Schemas and SqlTransform in Beam

Beam has support for working with collections of data that conforms to a schema, and you can use SQL Transforms to transform this data. This feels a bit more like working with data in spark, but beam does not have the same level of optimization.

Here’s some imports. I’ll leave these in because beam’s docs are not great and I had to copy these out of a youtube video when I was learning to do this:


import apache_beam as beam
from apache_beam.transforms.sql import SqlTransform

import typing

from faker import Faker

Here is my schema class. Beam wants it to be a named tuple.

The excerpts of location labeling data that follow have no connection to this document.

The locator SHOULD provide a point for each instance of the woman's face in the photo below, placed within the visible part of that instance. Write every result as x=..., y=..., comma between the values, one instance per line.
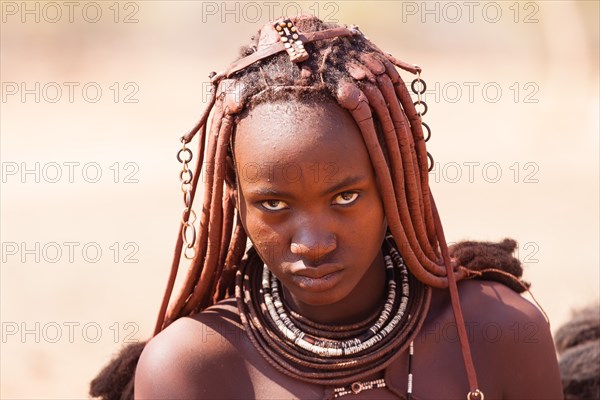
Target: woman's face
x=308, y=200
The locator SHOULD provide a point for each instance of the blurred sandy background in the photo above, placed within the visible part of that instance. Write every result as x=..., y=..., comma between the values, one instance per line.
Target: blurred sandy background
x=513, y=91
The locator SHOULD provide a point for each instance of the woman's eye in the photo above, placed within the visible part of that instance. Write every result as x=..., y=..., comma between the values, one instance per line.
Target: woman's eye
x=274, y=205
x=346, y=198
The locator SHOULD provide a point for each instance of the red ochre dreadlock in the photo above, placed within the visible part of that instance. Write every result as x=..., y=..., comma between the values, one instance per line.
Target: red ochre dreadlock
x=346, y=67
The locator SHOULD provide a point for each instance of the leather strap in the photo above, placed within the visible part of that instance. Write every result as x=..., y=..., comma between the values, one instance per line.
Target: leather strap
x=455, y=301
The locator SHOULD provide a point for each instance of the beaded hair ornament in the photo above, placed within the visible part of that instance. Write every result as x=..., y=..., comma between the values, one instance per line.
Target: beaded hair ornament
x=372, y=90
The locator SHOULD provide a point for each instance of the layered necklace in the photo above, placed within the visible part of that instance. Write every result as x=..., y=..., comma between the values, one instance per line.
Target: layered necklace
x=331, y=355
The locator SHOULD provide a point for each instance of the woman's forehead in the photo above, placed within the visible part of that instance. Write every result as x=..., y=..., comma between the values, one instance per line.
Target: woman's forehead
x=299, y=124
x=302, y=135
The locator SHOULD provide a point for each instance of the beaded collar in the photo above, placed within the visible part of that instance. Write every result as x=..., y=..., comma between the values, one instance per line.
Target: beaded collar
x=325, y=354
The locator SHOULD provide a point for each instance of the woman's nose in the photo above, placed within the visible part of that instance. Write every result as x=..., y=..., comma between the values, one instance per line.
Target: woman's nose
x=313, y=244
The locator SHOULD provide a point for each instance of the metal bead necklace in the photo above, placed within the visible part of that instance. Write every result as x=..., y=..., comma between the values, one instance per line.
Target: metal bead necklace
x=330, y=355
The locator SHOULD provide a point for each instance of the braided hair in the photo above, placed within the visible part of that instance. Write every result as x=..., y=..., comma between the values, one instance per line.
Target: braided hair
x=362, y=79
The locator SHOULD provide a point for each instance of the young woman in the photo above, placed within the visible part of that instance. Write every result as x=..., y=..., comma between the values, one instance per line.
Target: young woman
x=316, y=157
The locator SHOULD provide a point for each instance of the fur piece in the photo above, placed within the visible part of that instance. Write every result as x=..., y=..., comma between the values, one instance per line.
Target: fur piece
x=115, y=381
x=479, y=256
x=578, y=344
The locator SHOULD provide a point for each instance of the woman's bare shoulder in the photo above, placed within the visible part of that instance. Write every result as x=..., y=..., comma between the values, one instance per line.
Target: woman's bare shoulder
x=194, y=357
x=515, y=333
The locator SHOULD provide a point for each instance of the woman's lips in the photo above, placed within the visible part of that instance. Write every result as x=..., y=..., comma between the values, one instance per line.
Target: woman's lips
x=319, y=278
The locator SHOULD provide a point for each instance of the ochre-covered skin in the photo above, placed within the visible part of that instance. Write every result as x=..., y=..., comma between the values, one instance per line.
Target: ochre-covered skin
x=201, y=350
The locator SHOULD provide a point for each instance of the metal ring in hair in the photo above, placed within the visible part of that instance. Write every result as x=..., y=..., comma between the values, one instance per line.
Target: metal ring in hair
x=428, y=129
x=414, y=89
x=421, y=103
x=430, y=158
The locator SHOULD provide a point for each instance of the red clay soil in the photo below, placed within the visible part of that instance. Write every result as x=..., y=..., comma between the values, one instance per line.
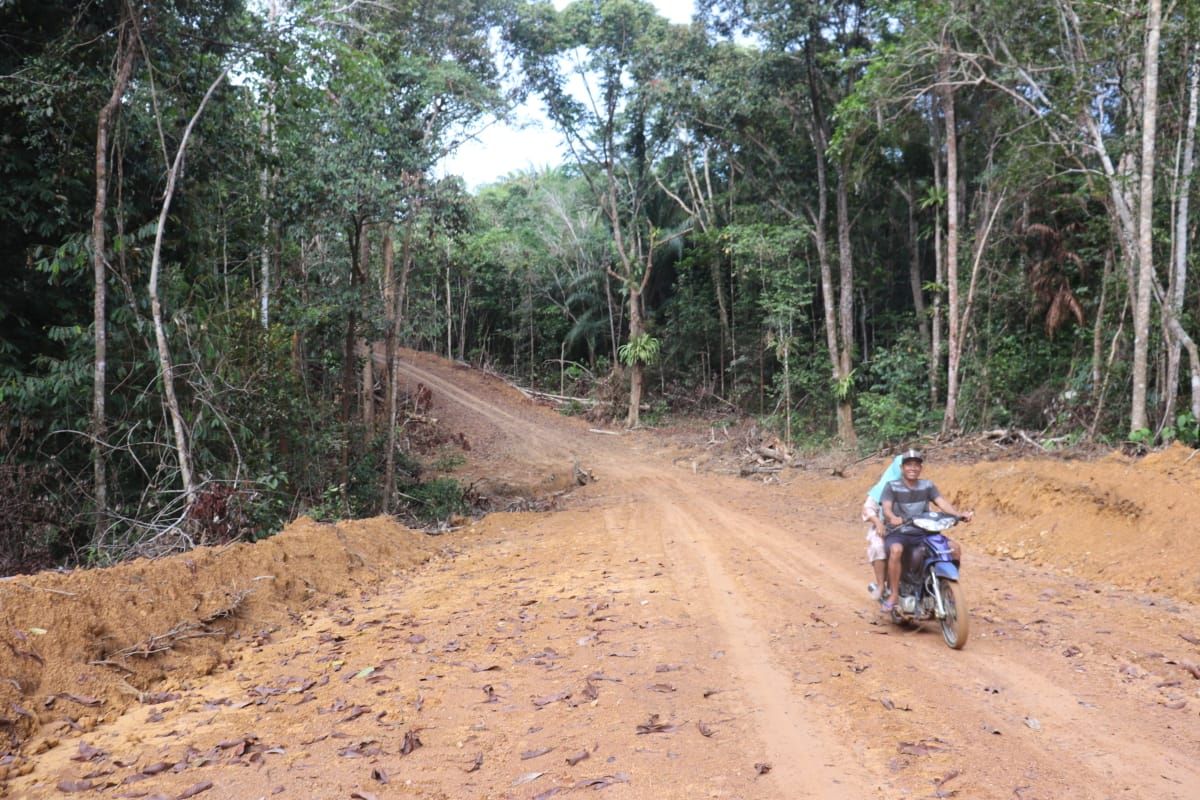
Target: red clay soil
x=670, y=632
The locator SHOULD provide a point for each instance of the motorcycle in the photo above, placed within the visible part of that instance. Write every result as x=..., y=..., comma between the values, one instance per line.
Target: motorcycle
x=929, y=582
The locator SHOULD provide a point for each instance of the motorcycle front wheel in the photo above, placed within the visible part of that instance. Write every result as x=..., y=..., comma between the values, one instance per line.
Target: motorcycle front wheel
x=957, y=623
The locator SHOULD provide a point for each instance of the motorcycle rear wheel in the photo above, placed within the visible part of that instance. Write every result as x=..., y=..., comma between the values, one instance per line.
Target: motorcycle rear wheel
x=957, y=623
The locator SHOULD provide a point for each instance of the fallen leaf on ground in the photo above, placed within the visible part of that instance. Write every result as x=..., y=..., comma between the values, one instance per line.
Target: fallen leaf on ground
x=195, y=789
x=528, y=777
x=603, y=781
x=919, y=749
x=88, y=753
x=411, y=743
x=75, y=786
x=551, y=698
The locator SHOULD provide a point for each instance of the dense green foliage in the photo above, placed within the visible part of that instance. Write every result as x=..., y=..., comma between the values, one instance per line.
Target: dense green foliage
x=755, y=215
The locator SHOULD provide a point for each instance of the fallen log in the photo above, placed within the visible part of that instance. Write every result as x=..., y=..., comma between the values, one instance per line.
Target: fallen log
x=759, y=469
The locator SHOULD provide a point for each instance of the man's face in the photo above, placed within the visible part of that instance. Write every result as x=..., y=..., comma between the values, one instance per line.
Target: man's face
x=911, y=469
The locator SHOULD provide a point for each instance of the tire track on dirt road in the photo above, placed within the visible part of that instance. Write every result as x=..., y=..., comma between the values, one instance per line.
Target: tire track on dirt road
x=1063, y=744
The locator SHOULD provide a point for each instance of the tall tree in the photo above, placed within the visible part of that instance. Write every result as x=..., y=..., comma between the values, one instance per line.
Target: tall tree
x=611, y=48
x=126, y=49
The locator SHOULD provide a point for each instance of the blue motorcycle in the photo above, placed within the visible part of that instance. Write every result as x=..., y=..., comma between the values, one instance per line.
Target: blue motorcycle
x=929, y=582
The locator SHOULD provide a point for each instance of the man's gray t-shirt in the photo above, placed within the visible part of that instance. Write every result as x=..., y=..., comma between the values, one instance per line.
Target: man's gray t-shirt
x=910, y=501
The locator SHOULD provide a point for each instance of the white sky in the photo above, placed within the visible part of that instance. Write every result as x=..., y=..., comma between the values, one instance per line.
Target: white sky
x=531, y=142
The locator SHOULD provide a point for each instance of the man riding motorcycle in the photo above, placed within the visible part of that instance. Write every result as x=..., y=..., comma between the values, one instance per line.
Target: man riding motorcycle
x=903, y=500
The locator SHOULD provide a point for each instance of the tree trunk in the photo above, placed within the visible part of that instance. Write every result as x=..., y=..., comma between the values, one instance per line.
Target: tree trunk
x=636, y=370
x=1138, y=419
x=166, y=370
x=845, y=314
x=449, y=316
x=126, y=48
x=915, y=282
x=395, y=319
x=935, y=336
x=1177, y=286
x=949, y=421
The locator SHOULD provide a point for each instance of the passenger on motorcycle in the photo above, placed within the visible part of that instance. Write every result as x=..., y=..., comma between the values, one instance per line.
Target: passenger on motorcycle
x=873, y=515
x=903, y=500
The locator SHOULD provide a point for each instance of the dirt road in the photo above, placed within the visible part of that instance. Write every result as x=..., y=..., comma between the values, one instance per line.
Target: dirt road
x=670, y=632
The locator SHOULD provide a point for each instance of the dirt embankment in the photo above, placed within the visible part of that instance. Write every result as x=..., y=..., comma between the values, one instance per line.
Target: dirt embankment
x=1120, y=519
x=675, y=632
x=78, y=647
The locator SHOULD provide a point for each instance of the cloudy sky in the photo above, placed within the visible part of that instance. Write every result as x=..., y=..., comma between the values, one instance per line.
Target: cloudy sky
x=529, y=140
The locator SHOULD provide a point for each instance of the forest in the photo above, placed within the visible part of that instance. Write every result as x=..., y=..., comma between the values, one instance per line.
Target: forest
x=858, y=221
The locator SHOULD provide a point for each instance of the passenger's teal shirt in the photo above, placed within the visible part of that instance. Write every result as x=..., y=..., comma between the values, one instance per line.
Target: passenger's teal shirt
x=891, y=474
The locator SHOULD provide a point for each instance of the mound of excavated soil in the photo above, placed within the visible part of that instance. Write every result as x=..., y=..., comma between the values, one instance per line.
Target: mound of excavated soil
x=1119, y=519
x=78, y=647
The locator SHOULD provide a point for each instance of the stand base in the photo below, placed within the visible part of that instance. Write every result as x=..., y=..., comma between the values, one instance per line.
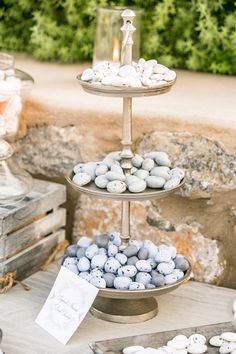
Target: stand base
x=123, y=310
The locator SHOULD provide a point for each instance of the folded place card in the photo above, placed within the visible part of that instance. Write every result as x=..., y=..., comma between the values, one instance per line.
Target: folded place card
x=66, y=306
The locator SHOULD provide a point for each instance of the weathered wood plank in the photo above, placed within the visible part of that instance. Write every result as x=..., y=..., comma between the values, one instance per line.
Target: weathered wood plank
x=17, y=241
x=31, y=259
x=158, y=339
x=44, y=197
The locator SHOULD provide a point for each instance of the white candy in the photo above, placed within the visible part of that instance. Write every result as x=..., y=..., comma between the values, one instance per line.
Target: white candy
x=132, y=350
x=229, y=336
x=137, y=187
x=81, y=179
x=137, y=161
x=197, y=348
x=116, y=168
x=131, y=179
x=160, y=69
x=90, y=168
x=101, y=181
x=142, y=62
x=148, y=82
x=143, y=174
x=133, y=81
x=155, y=182
x=161, y=171
x=227, y=347
x=87, y=75
x=147, y=164
x=197, y=338
x=108, y=161
x=114, y=176
x=114, y=155
x=127, y=70
x=116, y=187
x=151, y=62
x=157, y=77
x=101, y=170
x=216, y=341
x=172, y=183
x=169, y=75
x=177, y=172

class Person(typing.NamedTuple):
    person_id: int
    name: str
    fave_color: str

And you have to register a coder for the class:

beam.coders.registry.register_coder(Person, beam.coders.RowCoder)

And here’s an example showing some usage of the schema and a transformation:

with beam.Pipeline() as p:
    fake = Faker()
    people = (
        p |
        "get ids" >> beam.Create(list(range(10_000)))
        | "to people" >> beam.Map(lambda person_id: Person(
            person_id=person_id,
            name=fake.name(),
            fave_color=fake.color_name()
            )
        ).with_output_types(Person)
        | SqlTransform("""
            select fave_color, count(*) as `COUNT`
            FROM PCOLLECTION
            group by fave_color
        """)
        | "print" >> beam.Map(print)
    )